Carte : localisation du Blootland dans l'arrondissement de DunkerqueCarte : localisation du Blootland dans l'arrondissement de Dunkerque

• le Blootland (« pays nu ») ou Plaine maritime, qui comprend les villes de Dunkerque (Duynkerke), Bourbourg (Broekburg), Bergues (Sint-Winoksbergen), Hondschoote.

Carte : localisation du Houtland dans l'arrondissement de Dunkerque

• le Houtland (« pays du bois »), qui comprend les villes de Wormhout (Wormhoudt), Cassel (Kassel), Hazebrouck (Hazebroek), une partie de Bailleul (Belle).

 

    C’est surtout le Houtland qui nous intéresse. En effet, le littoral (Blootland) a été bouleversé par l’industrialisation du port de Dunkerque avec la sidérurgie, d’une part, et la fabrication d’aluminium, d’autre part. C’est un bel exemple de développement latéral d’un vieux port ; développement lié au gigantisme maritime (Révolution nautique du dernier quart du XX° siècle : Introduction : gigantisme maritime, conteneurisation...). On parla même, un moment, de Cadunord, c’est-à-dire d’une industrialisation/urbanisation continue de la frontière belge à Calais (département du Pas-de-Calais) via Dunkerque. Le littoral se distingue nettement de l’arrière-pays. Il a été rapidement colonisé par les partis progressistes : parti radical-socialiste dès avant 1914, parti socialiste SFIO puis PS tout court.

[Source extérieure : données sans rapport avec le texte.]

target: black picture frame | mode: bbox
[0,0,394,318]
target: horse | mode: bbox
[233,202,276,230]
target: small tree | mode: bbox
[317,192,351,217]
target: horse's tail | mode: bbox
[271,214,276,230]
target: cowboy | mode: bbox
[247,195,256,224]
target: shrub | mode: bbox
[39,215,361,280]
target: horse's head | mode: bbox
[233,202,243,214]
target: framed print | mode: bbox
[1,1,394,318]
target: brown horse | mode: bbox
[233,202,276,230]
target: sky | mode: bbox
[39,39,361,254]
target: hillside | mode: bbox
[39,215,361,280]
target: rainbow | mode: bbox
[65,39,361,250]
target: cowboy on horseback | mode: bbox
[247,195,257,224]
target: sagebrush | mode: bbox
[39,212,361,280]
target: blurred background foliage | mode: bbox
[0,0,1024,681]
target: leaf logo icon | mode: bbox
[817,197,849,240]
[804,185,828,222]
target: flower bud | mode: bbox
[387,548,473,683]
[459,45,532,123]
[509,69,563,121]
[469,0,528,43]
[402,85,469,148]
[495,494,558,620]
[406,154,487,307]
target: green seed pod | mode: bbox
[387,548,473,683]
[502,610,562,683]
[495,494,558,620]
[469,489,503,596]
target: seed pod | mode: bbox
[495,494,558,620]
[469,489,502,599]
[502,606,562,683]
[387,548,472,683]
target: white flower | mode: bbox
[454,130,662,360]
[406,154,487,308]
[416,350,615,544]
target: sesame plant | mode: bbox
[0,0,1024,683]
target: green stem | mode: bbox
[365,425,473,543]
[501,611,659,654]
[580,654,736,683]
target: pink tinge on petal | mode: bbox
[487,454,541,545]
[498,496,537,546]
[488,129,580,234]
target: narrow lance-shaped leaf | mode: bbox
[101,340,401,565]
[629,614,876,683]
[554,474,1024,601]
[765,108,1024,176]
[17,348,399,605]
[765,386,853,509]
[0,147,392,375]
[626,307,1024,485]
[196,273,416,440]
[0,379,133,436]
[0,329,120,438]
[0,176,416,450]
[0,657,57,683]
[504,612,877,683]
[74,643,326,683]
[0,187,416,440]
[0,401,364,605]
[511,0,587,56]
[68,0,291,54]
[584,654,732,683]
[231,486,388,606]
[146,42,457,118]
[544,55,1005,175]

Fig. 3 : Pitgam, retable de l’autel de saint Nicolas, 2e...

    Les Flamands ont un "tempérament politique", pour reprendre le mot d’ A. Siegfried, qui est dominé par la religion catholique. C’est vrai en France comme en Belgique. L’encadrement des masses paysannes par la hiérarchie catholique est sans faille et le vote est résolument de droite. Pierrard, historien natif du Nord, nous donne les résultats du referendum du 8 mai 1870 organisé par Napoléon III. A Lille, déjà ouvrière et fécondée par le socialisme internationaliste, le non l’emporte. Dans l’arrondissement d’Hazebrouck, le oui obtient 99,2%...   Pour dire cette religiosité de la Flandre j'ai choisi d'évoquer son patrimoine célèbre de retables qui "appartiennent à l'art baroque européen" comme dit Anita OGER–LEURENT dans son article cité en biblio et d'où proviennent toutes les illustrations. Ce sont d’authentiques chef-d’œuvres pour qui aime l'art baroque ce qui est le cas de votre serviteur. Mais ces retables qui s’inscrivent dans "la scénographie de la liturgie tridentine"  ont, au départ, servi à la contre-réforme. Le concile de Trente, en effet, dans un de ses canons, dit que les choses de la théologie sont trop compliquées pour les masses illettrées et qu'il faut donc attirer ces dernières par des choses belles et clinquantes. Le concile de Trente, c'est pour les paysans, contemple et tais-toi. 

 

Géographie des élections de 1914.

    Je vais exploiter les travaux d’un universitaire du Nord, au nom d’origine certifiée flamande : R. Vandenbussche. Quelques éléments historiques permettent de comprendre le comportement électoral. Dans sa thèse de 3° cycle sur la vie politique dans le Nord avant la guerre de 1914[1], R. Vandenbussche publie des cartes électorales instructives par lesquelles on voit que la Flandre intérieure est la "propriété" quasi exclusive de la droite. Le parti Radical n'y présente aucun candidat (scrutin d'arrondissement), "l'influence des critères religieux tenaient écartés de Flandre les élus radicaux" nous dit-il. Quant au parti Socialiste (S.F.I.O.), grand vainqueur des élections générales d'avril 1914, il obtenait les suffrages des ouvriers des mines, de la sidérurgie, des constructions mécaniques et du textile "sans atteindre tout le prolétariat, car le catholicisme mobilisait beaucoup d'ouvriers des régions de pratique religieuse (comme la Flandre)". La Flandre étant alors une région d'industries diffuses et de travail à domicile. Ce vote à droite des ouvriers était d'autant plus développé que "l'Action Française n'hésitait pas à appeler à un véritable militantisme ouvrier et cherchait à conquérir des adeptes dans les milieux populaires – démarche qui annonce celle du fascisme après la guerre- en tentant même de promouvoir un débat contradictoire avec le syndicalisme de la C.G.T." (dont on sait que de nombreux adhérents sont sensibles, à l'époque, aux thèses de G. Sorel, JPR).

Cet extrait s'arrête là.